Mourir, n’est-ce pas peut-être renoncer à s’adapter ?
Qu’il s’agisse de fragilité, de dépendance ou de démence, l’exclusion des
vieux a un coût économique et social. Il est temps d’en être conscient et de
travailler à ce que les vieux puissent faire sens socialement, pour la société
et surtout pour eux mêmes.
Sans l’imposer, il est indispensable d’informer combien il est important de
maintenir du désir dans sa vie, des projets, des risques, de l’imprévisible. A
nous les associations de fournir les conditions permettant à ces désirs, à ces
projets, à ces utopies d’être vécus et d‘exister. Merci à la FARES de
continuer à encourager les réflexions, les débats et les discussions sur ces
questions de société.
Encore un vœu qui nous concerne tous :
Les multiples activités de la FARES et celles de ses groupes de travail qui en
constitutent l’ossature, ces activités sont le plus souvent réactives et trop
rarement pro actives.
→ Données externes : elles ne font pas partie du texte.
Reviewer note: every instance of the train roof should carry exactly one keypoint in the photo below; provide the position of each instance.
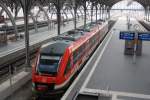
(55, 48)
Il serait sans doute judicieux qu’un fléchissement se
dessine dans ce sens pour les 25 prochaines années !
En conclusion,
Il y a peu de différence entre une personne et une autre, mais c’est cette
différence qui fait tout. Mais tous doivent pouvoir participer, chacun à sa
manière, à un projet commun de l’être humain, de la naisssance à la mort.
C’est un tel projet qui me tient particulièrement à cœur.